Le chef du gouvernement a proposé d'avancer « sur la réforme du mode de scrutin législatif », avec « un principe de proportionnelle », soulignant qu'il devra « être enraciné dans les territoires. Cette réforme, « probablement », « nous obligera à reposer en même temps la question de l'exercice simultané d'une responsabilité locale et nationale », a-t-il rajouté, suscitant la protestation de nombreux députés à gauche, plus de dix ans après la suppression du cumul des mandats lors de la présidence de François Hollande.
La réforme de l'audiovisuel public « devra être conduite à son terme »
Concernant la réforme de l'audiovisuel public, elle « devra être conduite à son terme », a jugé François Bayrou. Une proposition de loi portée par la ministre de la Culture, Rachida Dati, prévoyant la création d'un holding, France Médias, composée de quatre filiales, France Télévisions, Radio France, France Médias Monde ainsi que l'Institut national de l'audiovisuel, aurait dû être examinée en décembre, avant la chute du gouvernement de Michel Barnier.
François Bayrou a évoqué une « promesse française », concernant les problématiques sociales et en particulier les rapports hommes-femmes.
Le Premier ministre souhaite « reprendre l'étude des cahiers de doléances » rédigés à l'issue des débats qui avaient suivi les manifestations des « gilets jaunes », un mouvement « négligé » selon lui.
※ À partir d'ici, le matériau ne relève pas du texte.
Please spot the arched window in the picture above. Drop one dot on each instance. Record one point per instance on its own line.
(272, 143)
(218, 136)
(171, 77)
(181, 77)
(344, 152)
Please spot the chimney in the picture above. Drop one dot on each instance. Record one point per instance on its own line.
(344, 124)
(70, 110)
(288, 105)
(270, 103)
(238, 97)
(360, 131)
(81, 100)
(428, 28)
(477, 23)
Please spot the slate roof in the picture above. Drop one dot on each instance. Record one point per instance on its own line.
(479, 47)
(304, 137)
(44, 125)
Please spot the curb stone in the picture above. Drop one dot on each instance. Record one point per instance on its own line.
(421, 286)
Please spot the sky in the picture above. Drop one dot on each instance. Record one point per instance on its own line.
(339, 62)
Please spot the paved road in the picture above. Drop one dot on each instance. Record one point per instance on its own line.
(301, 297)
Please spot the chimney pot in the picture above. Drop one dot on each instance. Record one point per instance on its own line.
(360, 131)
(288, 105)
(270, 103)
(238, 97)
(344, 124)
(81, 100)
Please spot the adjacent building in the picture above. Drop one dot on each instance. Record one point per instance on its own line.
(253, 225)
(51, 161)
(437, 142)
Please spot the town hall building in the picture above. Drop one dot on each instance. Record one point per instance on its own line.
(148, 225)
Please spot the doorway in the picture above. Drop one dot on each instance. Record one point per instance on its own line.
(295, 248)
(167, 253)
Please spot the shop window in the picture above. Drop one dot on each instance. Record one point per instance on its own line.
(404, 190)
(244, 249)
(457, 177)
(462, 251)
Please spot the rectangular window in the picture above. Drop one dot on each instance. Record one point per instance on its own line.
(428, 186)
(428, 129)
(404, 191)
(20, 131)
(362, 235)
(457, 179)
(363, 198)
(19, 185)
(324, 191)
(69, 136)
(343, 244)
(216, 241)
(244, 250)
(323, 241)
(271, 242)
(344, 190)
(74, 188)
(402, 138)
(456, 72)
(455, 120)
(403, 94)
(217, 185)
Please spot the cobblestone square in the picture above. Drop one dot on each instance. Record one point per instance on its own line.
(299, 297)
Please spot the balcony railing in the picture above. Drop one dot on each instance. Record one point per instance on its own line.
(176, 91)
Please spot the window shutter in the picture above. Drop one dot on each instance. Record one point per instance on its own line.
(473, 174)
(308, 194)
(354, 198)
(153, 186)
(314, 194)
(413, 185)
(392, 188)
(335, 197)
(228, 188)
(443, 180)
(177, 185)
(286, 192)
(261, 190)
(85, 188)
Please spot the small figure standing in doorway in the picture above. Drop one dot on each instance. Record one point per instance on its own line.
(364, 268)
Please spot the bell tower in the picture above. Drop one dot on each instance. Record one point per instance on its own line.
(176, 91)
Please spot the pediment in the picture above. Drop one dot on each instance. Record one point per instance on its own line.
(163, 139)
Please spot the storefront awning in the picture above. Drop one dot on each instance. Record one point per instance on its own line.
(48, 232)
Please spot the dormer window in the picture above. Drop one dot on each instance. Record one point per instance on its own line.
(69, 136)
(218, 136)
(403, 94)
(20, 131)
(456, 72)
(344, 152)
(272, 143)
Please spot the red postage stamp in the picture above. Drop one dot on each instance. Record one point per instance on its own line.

Les « gilets jaunes » ont « dénoncé l'état qu'ils ressentaient de notre société », « la division du pays entre ceux qui comptent et ceux qui ne comptent pas », mais « la promesse française suppose que nous puissions abattre le mur qui existe entre les uns et les autres », a-t-il dit.
En ce qui concerne l'Éducation nationale, l'orientation précoce « est une erreur » et Parcoursup « est une question », a déclaré François Bayrou, en estimant nécessaire d'« ouvrir les portes » et de favoriser « les réorientations, les changements de formation ».
Reprise du processus politique en Nouvelle-Calédonie et immigration à Mayotte
En outre, François Bayrou a annoncé qu'il inviterait en janvier « les forces politiques » de Nouvelle-Calédonie à ouvrir des négociations à Paris « qui devront aboutir à la fin de ce trimestre ». L'adoption par l'Assemblée nationale d'une réforme très controversée du corps électoral calédonien avait déclenché des émeutes massives en mai, qui « ont plongé ce territoire dans un profond marasme », a rappelé le Premier ministre, souhaitant la reprise du « processus politique » sous la houlette du ministre des Outre-mer Manuel Valls.
Charge contre les normes environnementales
Le Premier ministre a mené une charge contre les contrôles et les normes environnementales auxquels les agriculteurs sont soumis, allant jusqu'à qualifier de « faute » les inspections « avec une arme » de l'Office français de la biodiversité. « Je m'engage (...) à ce que nous remettions en question les pyramides de normes en donnant l'initiative aux usagers. Ceux que l'on contrôle doivent avoir leur mot à dire sur les contrôles », a-t-il promis.